JE tidak hanya sangat mematikan, tetapi bahkan di antara para korban selamat, sekitar lima puluh persen juga mengalami disabilitas neurologis yang permanen. Hal ini dapat mencakup gemetar yang terus-menerus, kehilangan pendengaran atau penglihatan, gangguan bicara dan ingatan, articulasi bicara yang melemah, serta defisit motorik seperti kelemahan atau kelumpuhan pada anggota tubuh. Tidak ada obat antivirus khusus yang dikembangkan untuk virus JE; namun, vaksin yang efektif terhadap virus ini tersedia.

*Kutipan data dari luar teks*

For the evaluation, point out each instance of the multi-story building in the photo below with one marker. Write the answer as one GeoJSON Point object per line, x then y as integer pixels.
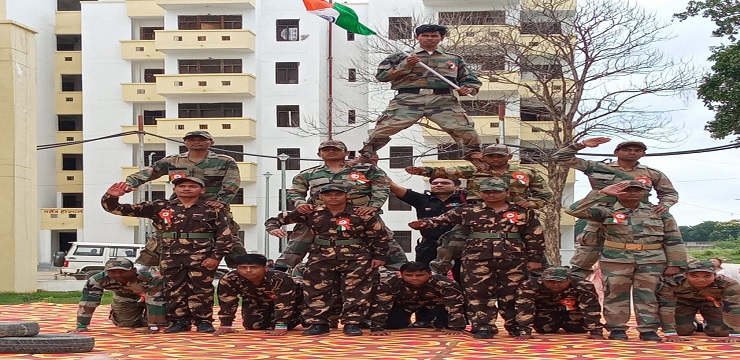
{"type": "Point", "coordinates": [255, 74]}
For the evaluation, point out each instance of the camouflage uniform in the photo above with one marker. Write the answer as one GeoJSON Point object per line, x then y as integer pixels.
{"type": "Point", "coordinates": [495, 256]}
{"type": "Point", "coordinates": [576, 309]}
{"type": "Point", "coordinates": [189, 236]}
{"type": "Point", "coordinates": [421, 94]}
{"type": "Point", "coordinates": [131, 302]}
{"type": "Point", "coordinates": [220, 174]}
{"type": "Point", "coordinates": [638, 246]}
{"type": "Point", "coordinates": [600, 175]}
{"type": "Point", "coordinates": [524, 185]}
{"type": "Point", "coordinates": [718, 304]}
{"type": "Point", "coordinates": [275, 300]}
{"type": "Point", "coordinates": [340, 255]}
{"type": "Point", "coordinates": [367, 185]}
{"type": "Point", "coordinates": [395, 300]}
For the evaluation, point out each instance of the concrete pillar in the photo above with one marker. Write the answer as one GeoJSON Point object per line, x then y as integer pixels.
{"type": "Point", "coordinates": [19, 213]}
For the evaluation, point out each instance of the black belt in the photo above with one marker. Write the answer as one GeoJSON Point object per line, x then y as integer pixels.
{"type": "Point", "coordinates": [418, 90]}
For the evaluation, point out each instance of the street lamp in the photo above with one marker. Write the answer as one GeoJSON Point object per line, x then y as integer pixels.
{"type": "Point", "coordinates": [283, 192]}
{"type": "Point", "coordinates": [267, 211]}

Alasan di balik munculnya kembali virus JE di Nepal harus dianalisis dan ditangani untuk mengendalikan situasi tersebut. Ada beberapa kemungkinan alasan munculnya kembali JE di Nepal. Pertama, sejak pemberian vaksin JE secara luas, kematian tetap rendah selama periode yang lama, menyebabkan banyak orang percaya bahwa JE bukan lagi ancaman kesehatan masyarakat, bahkan di daerah dengan wabah sebelumnya, sehingga mereka mengabaikan pentingnya vaksinasi. Kedua, vaksin JE mungkin belum diberikan secara memadai di daerah-daerah yang endemis JE oleh otoritas terkait. Ketiga, efikasi perlindungan vaksin setelah pemberian dosis lengkap perlu dievaluasi dan individu yang telah divaksinasi sebelumnya perlu diberitahu apakah dosis penguat diperlukan.
Virus JE kembali muncul di Nepal setelah hampir 19 tahun vakum. Meskipun penyakit yang ditularkan oleh vektor lainnya juga meningkat di Nepal, JE harus lebih serius diperhatikan karena virus ini jauh lebih mematikan dibandingkan yang lain. Pengalaman dalam mengendalikan infeksi telah menunjukkan bahwa memperluas dan memfasilitasi akses terhadap vaksinasi dapat secara efektif mengurangi jumlah korban manusia dari virus ini hingga mendekati nol. Oleh karena itu, otoritas terkait harus fokus pada isu ini dan memberikannya perhatian segera.